Compute the “ellipsoid hull” or “spanning ellipsoid”, i.e. the ellipsoid of minimal volume (‘area’ in 2D) such that all given points lie just inside or on the boundary of the ellipsoid.

Usage

ellipsoidhull(x, tol=0.01, maxit=5000, ret.wt = FALSE, ret.sqdist = FALSE, ret.pr = FALSE)
"print"(x, digits = max(1, getOption("digits") - 2), ...)

Arguments

x
the $n$ $p$-dimensional points asnumeric $n x p$ matrix.
tol
convergence tolerance for Titterington's algorithm. Setting this to much smaller values may drastically increase the number of iterations needed, and you may want to increas maxit as well.
maxit
integer giving the maximal number of iteration steps for the algorithm.
ret.wt, ret.sqdist, ret.pr
logicals indicating if additional information should be returned, ret.wt specifying the weights, ret.sqdist the squared distances and ret.pr the final probabilities in the algorithms.
digits,...
the usual arguments to print methods.

Value

an object of class "ellipsoid", basically a list with several components, comprising at least

Details

The “spanning ellipsoid” algorithm is said to stem from Titterington(1976), in Pison et al (1999) who use it for clusplot.default. The problem can be seen as a special case of the “Min.Vol.” ellipsoid of which a more more flexible and general implementation is cov.mve in the MASS package.

References

Pison, G., Struyf, A. and Rousseeuw, P.J. (1999) Displaying a Clustering with CLUSPLOT, Computational Statistics and Data Analysis, 30, 381--392.

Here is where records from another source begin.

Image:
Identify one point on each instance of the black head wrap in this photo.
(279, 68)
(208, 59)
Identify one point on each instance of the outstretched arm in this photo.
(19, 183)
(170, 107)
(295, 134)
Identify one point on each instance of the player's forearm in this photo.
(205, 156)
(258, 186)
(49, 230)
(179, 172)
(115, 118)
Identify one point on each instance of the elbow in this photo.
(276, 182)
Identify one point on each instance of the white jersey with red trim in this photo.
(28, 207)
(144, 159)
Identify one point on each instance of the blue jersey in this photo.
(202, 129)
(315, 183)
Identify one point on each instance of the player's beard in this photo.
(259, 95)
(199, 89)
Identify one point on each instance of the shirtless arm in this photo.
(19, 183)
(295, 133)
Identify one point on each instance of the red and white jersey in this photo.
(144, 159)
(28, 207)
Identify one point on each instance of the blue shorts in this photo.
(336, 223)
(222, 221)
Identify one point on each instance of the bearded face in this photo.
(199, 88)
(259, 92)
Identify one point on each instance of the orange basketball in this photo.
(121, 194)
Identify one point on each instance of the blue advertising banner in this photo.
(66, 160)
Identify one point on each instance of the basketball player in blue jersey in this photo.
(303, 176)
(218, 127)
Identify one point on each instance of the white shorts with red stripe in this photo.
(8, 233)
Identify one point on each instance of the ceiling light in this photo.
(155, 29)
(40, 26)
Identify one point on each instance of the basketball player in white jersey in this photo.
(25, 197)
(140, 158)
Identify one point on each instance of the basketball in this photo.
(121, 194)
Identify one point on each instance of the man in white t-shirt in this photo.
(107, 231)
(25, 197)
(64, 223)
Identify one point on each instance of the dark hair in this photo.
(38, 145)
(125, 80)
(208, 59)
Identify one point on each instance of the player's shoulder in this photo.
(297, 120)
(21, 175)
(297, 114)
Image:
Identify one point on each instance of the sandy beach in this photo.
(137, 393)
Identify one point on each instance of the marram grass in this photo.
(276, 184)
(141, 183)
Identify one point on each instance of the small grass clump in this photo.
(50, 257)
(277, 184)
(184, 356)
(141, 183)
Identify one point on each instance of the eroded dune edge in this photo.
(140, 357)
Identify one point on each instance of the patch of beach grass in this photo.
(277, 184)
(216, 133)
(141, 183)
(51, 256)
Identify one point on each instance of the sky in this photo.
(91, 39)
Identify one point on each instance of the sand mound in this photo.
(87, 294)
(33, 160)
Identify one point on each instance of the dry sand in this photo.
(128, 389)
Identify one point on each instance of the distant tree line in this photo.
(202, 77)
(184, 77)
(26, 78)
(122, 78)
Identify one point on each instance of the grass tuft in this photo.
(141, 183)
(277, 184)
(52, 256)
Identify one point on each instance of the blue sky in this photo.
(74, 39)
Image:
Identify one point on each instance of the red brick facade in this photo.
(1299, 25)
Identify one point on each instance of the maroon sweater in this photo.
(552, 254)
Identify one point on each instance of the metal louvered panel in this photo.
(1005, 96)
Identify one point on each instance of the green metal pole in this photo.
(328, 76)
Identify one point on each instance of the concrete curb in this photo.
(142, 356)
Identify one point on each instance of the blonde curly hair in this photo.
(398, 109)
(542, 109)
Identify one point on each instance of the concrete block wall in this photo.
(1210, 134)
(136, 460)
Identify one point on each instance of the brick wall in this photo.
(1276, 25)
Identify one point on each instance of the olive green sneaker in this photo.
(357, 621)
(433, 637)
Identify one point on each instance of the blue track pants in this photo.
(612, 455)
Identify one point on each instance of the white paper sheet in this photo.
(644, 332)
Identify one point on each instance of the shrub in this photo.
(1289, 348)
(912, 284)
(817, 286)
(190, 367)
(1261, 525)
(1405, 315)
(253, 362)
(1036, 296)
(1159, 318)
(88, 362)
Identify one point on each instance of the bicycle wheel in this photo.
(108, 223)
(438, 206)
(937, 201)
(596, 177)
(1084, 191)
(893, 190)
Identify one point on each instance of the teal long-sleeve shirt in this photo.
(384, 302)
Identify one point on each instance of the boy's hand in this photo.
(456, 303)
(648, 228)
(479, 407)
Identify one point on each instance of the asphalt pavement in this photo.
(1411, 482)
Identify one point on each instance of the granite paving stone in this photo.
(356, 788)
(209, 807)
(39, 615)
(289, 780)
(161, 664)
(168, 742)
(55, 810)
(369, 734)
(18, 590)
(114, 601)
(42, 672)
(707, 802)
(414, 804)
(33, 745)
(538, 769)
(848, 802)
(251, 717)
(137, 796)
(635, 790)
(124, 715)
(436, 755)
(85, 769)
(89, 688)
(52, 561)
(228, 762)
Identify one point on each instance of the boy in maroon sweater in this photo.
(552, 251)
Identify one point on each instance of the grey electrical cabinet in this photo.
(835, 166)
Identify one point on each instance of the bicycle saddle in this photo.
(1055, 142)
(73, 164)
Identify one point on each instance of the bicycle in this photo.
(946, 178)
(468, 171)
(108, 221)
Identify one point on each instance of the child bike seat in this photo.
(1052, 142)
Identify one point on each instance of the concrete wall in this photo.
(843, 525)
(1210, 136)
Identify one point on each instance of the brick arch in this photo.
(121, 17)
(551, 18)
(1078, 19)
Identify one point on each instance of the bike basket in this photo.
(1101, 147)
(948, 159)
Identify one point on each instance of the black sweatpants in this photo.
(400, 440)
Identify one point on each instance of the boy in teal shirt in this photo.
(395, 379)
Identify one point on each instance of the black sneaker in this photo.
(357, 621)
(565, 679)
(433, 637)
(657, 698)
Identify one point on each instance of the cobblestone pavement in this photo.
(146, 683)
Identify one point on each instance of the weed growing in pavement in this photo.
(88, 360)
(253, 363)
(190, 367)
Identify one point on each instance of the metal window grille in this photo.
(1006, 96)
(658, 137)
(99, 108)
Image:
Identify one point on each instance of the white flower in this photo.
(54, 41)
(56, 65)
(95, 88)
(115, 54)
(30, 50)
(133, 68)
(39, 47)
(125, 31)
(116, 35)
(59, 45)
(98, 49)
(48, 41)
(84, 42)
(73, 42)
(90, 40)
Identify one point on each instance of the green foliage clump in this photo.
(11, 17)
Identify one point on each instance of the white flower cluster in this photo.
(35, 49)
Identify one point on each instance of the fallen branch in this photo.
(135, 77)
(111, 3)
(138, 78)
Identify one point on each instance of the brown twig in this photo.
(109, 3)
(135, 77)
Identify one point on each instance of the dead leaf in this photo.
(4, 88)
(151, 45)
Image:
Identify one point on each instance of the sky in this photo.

D.M. Titterington (1976) Algorithms for computing D-optimal design on finite design spaces. In Proc.\ of the 1976 Conf.\ on Information Science and Systems, 213--216; John Hopkins University.

See Also

predict.ellipsoid which is also the predict method for ellipsoid objects. volume.ellipsoid for an example of ‘manual’ ellipsoid object construction; further ellipse from package ellipse and ellipsePoints from package sfsmisc.

chull for the convex hull, clusplot which makes use of this; cov.mve.

Examples

Run this code
x <- rnorm(100)
xy <- unname(cbind(x, rnorm(100) + 2*x + 10))
exy <- ellipsoidhull(xy)
exy # >> calling print.ellipsoid()

plot(xy, main = "ellipsoidhull(<Gauss data>) -- 'spanning points'")
lines(predict(exy), col="blue")
points(rbind(exy$loc), col = "red", cex = 3, pch = 13)

exy <- ellipsoidhull(xy, tol = 1e-7, ret.wt = TRUE, ret.sq = TRUE)
str(exy) # had small `tol', hence many iterations
(ii <- which(zapsmall(exy $ wt) > 1e-6))
## --> only about 4 to 6  "spanning ellipsoid" points
round(exy$wt[ii],3); sum(exy$wt[ii]) # weights summing to 1
points(xy[ii,], pch = 21, cex = 2,
       col="blue", bg = adjustcolor("blue",0.25))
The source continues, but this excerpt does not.